8.4.6 Révision de la décision
a) La révision de la décision de la personne responsable des mesures disciplinaires
Le comité de discipline peut, sur demande, réviser une décision de la personne responsable des dossiers disciplinaires qui impose une mesure disciplinaire. L'étudiante ou l'étudiant doit toutefois pouvoir établir que la décision comporte une erreur manifeste ou invoquer des faits nouveaux qui n'étaient pas à sa connaissance lors de sa comparution. La demande de révision doit être faite dans un délai de dix jours à compter de la communication de la décision à la personne concernée. Exceptionnellement, ce délai peut être prolongé. La décision du comité de discipline est finale et ne peut être révisée.

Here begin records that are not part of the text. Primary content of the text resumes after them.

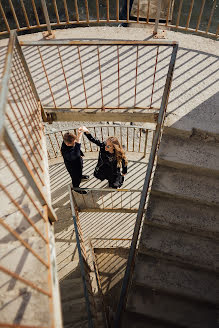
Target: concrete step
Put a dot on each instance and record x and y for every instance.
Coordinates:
(179, 246)
(168, 277)
(17, 258)
(184, 215)
(136, 320)
(71, 289)
(74, 311)
(176, 311)
(187, 185)
(24, 307)
(191, 153)
(80, 324)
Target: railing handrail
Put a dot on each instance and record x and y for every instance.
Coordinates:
(101, 126)
(81, 261)
(107, 20)
(107, 189)
(155, 145)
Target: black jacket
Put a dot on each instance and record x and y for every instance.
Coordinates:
(107, 166)
(73, 160)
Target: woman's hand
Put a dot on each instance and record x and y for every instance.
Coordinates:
(83, 129)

b) La révision de la décision du comité de discipline
Si l'étudiante ou l'étudiant peut invoquer des faits nouveaux qui n'étaient pas à sa connaissance lors de sa comparution devant le comité de discipline, il peut adresser au même comité de discipline une demande de révision de la décision. Cette demande doit être présentée dans un délai de trente jours à compter de la communication de la décision. La décision révisée est alors finale et sans appel.
8.4.7 Ordonnances de non-divulgation, de non-publication et de non-diffusion
Les personnes appelées à rendre des décisions en matière disciplinaire ont le pouvoir d'ordonner la non-divulgation, la non-publication ou la non-diffusion des renseignements nominatifs contenus dans leur décision.